The man who had spent nearly forty years in the Unity Naval Command bit his pale lips, then nodded abruptly. He looked to his left. “Weapons! Fire our neutral particle beam at the front end of the
Oliver Cromwell
. Quickly! Before we eat vacuum!”

On the live light portion of the front screen Jack saw a blue beam flare out from the
Bismarck’s
nose emitter and impact on the
Cromwell’s
nose.

“Target slagged,” called someone on Minamoto’s bridge.

“Elaine,” Jack called. “What are the classes of the remaining ships? Any with a particle beam?”

“No!” she said, tapping her Astro panel. On the overhead plan view panel of the Moon and the two fleets, a vertical column suddenly appeared with numbers and class names. “The fifteen ships include the heavy cruiser
Oliver Cromwell
, which is still under power, plus four destroyers, eight frigates and two corvettes.”
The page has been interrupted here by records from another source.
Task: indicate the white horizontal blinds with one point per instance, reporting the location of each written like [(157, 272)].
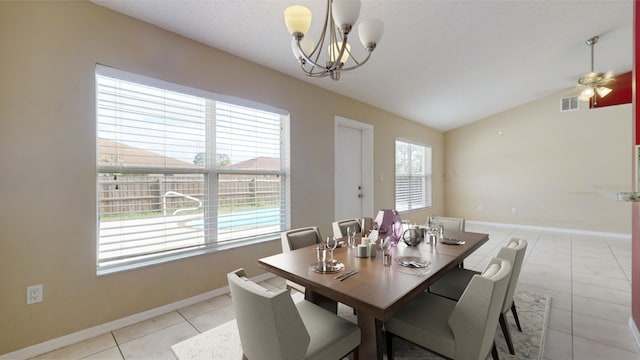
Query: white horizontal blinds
[(145, 126), (151, 193), (413, 176), (179, 170), (250, 172)]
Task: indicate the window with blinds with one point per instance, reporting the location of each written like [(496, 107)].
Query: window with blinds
[(413, 176), (181, 170)]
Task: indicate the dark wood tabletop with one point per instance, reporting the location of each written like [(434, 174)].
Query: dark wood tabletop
[(376, 292)]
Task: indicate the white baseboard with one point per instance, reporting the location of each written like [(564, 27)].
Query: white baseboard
[(563, 230), (634, 331), (53, 344)]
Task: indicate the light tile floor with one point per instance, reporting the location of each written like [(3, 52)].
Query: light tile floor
[(586, 276)]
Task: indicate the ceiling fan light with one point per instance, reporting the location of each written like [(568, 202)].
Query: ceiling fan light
[(298, 19), (586, 94), (345, 12), (603, 91), (370, 32)]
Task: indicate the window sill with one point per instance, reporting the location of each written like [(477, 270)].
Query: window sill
[(116, 268)]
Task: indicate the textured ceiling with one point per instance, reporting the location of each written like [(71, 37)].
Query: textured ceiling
[(440, 63)]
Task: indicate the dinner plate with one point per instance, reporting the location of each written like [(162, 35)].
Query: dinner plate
[(327, 268), (412, 261), (448, 241)]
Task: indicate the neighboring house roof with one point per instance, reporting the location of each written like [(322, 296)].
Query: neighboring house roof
[(261, 162), (114, 153)]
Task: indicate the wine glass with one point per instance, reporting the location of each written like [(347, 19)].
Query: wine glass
[(351, 235), (332, 243)]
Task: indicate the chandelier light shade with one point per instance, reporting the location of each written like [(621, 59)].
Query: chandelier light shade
[(594, 82), (331, 54), (298, 19)]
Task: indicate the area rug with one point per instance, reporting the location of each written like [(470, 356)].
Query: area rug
[(223, 342)]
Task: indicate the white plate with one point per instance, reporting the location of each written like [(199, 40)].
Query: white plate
[(413, 261), (452, 242)]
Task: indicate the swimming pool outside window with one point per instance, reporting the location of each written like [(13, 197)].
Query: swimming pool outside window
[(182, 170)]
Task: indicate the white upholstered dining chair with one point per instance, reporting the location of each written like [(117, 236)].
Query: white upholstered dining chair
[(450, 223), (454, 282), (272, 327), (298, 238), (340, 227), (462, 330)]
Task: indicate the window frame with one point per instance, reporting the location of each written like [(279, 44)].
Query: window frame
[(427, 175), (209, 171)]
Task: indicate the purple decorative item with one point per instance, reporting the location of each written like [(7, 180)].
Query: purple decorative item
[(388, 223)]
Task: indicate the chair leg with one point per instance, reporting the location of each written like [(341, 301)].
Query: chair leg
[(389, 338), (507, 334), (515, 315), (494, 352)]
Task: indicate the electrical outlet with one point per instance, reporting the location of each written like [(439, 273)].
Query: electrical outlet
[(34, 294)]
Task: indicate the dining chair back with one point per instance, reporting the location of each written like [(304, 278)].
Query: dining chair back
[(462, 330), (514, 252), (298, 238), (453, 283), (366, 224), (301, 237), (450, 223), (340, 227), (475, 319), (272, 327)]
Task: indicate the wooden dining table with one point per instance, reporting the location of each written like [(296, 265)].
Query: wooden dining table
[(376, 292)]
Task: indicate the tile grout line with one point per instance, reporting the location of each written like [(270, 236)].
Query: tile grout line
[(117, 344), (571, 276)]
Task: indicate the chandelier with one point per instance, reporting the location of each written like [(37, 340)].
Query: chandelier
[(594, 81), (331, 55)]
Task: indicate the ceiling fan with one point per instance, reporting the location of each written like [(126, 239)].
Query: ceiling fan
[(593, 83)]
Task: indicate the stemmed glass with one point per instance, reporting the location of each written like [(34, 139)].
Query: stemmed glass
[(351, 236), (332, 243)]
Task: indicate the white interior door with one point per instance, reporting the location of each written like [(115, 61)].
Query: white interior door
[(353, 169)]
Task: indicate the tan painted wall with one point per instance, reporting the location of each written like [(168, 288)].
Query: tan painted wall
[(557, 169), (47, 161)]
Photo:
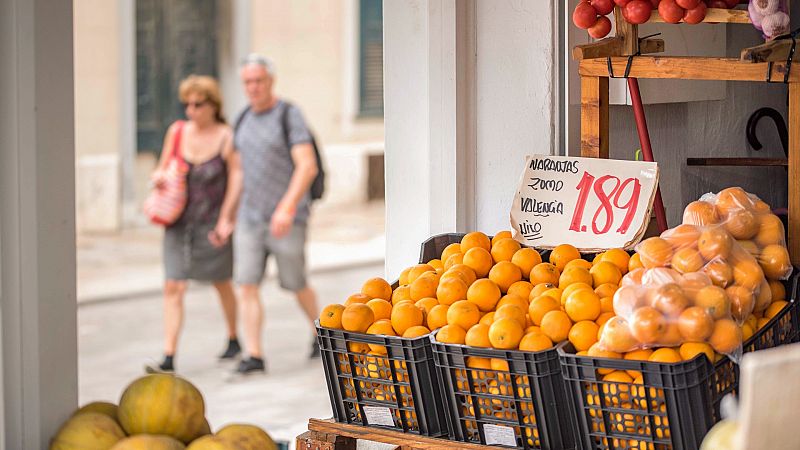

“Incoming AV signal!” cried Denise.

Admiral Renée Courtmanche appeared, her short blond curls sweat-soaked and red spots of blood showing on her blue dress uniform as someone else’s blood droplets sped past her. Black smoke and the flash of power circuits sparking filled her purple-lighted bridge. Her bridge crew not in seats were moving about under the Thrust Gee her ship had gone to in order to come in behind and higher than Jack’s fleet. A classic orbital ploy . . . which was pointless when used against ships with grav-pull drives.

“Bastard!” she cried. “Everyone past my bridge is dead. But we have power. And lasers. And Menoma the Manager is coming to our aid!” Her AV image disappeared.